When I run cells on two instances, the second instance isn’t able to access the AWS S3 datasources. And when either cells instance is stopped, the other instance also receives the stop request so both stop.
I identified the issue as the registry service as the issue doesn’t persist when the registry service is set to default.
The Etcd cluster contains two nodes running on separate EC2 ubuntu servers.
Errors in log of instance 2 on start: There is already a running instance of pydio.grpc.data.index.pydiods1. Do not start now, watch registry and postpone start WARN [ClientsPool] cannot find datasource, retrying in 2s... {"ds": "pydiods1", "retries": 0}
Log of instance 1 on instance 2 stop INFO pydio.server.manager Delete event received for pydio.grpc.data.index.pydiods1|pydio.grpc.data.index.pydiods1|pydio.grpc.data.index.pydiods1, debounce server Restart4
Cells Version: 4.0.4
Edit:
I have deployed Pydio Cells from scratch using fresh external services and the problem persists
For the stop, I’ve been working on similar problems the last two days. Fixes will be available in the next version.
For the start, you shouldn’t have that message “cannot find datasource”. It might mean that communication between the two servers is not correct. Are they part of a private network and can the two servers communicate one to another ?
If you don’t mind, can you please share with us what you’re trying to achieve with the cluster and let us know a bit more about your setup ? It’s quite interesting for us to have a bit of feedback on how it’s used and what we can do to improve things in the future.
When you say the two servers do you mean the two servers running cells?
My method is to configure the external services, run cells configure with the external services, once cells is configured correctly and working on a single instance, I create an image and start a new instance from that image. This way I have two working cells instances accessing the same services.
I have not seen that the instances need to be able to communicate with each other. They are part of a private network. They couldn’t communicate with each other but they now can via private IP but no change.
I am trying to create an auto scaling system using AWS ASG.
Your method is perfectly fine. Services need to communicate between 2 instances of cells. gRPC calls are made between services and while priority is given to communication between services sharing a same instance, the app can choose to use another instance in different cases. Services for a datasource are always running only on one instance at a time because access to indexed data can lead to corruption.

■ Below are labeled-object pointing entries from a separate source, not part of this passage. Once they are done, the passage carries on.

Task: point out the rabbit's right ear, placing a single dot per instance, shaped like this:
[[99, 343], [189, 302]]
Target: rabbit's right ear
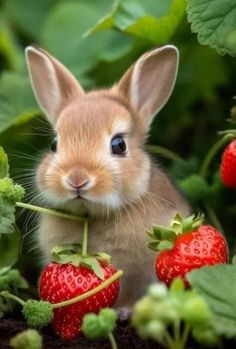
[[52, 83]]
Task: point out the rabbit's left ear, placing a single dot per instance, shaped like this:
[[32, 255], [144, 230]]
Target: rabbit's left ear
[[149, 82]]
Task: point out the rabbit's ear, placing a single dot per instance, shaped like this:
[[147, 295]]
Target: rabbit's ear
[[52, 83], [149, 82]]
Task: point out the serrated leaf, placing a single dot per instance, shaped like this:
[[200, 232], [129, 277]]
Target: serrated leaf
[[161, 232], [217, 285], [9, 248], [165, 245], [93, 264], [28, 15], [4, 167], [103, 257], [17, 103], [67, 22], [215, 23], [134, 18], [153, 245]]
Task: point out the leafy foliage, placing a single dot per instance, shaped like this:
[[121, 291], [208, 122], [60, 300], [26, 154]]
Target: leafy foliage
[[9, 194], [132, 17], [215, 284], [161, 309], [214, 21], [121, 32]]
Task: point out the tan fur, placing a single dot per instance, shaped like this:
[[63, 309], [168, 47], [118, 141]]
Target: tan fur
[[125, 195]]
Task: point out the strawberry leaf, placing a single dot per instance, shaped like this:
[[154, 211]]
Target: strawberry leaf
[[214, 22], [215, 284], [161, 232], [4, 167], [9, 194], [103, 257], [92, 263], [165, 245], [153, 245]]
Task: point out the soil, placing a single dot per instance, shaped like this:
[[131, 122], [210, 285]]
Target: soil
[[125, 336]]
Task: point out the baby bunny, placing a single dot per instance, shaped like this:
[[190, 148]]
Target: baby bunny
[[98, 162]]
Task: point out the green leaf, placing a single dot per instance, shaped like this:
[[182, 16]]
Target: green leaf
[[195, 187], [67, 22], [9, 47], [161, 232], [17, 103], [217, 285], [165, 245], [138, 19], [153, 245], [27, 15], [93, 264], [9, 194], [4, 167], [215, 23], [9, 248]]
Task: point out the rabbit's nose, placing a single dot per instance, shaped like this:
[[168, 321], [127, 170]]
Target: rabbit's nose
[[80, 185]]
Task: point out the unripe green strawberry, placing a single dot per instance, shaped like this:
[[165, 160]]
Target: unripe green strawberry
[[228, 165]]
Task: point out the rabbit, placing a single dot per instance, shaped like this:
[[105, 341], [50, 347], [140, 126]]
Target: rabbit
[[98, 163]]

If the two instances can communicate with one another, your problem might be that they are using the wrong advertise address. The advertise address is the address that is given by the registry to a grpc client within a service, so that it can access a specific service on any instance. By default the advertise address is equal to the bind address (so 127.0.0.1) except if the bind address is equal to 0.0.0.0, in that case the advertise address will be resolved. You can see all advertised addresses in the “Services” section of the console.
You could try to set the bind address to 0.0.0.0 so that the advertise address is resolved directly, or set the advertise address to whatever private IP your instance has.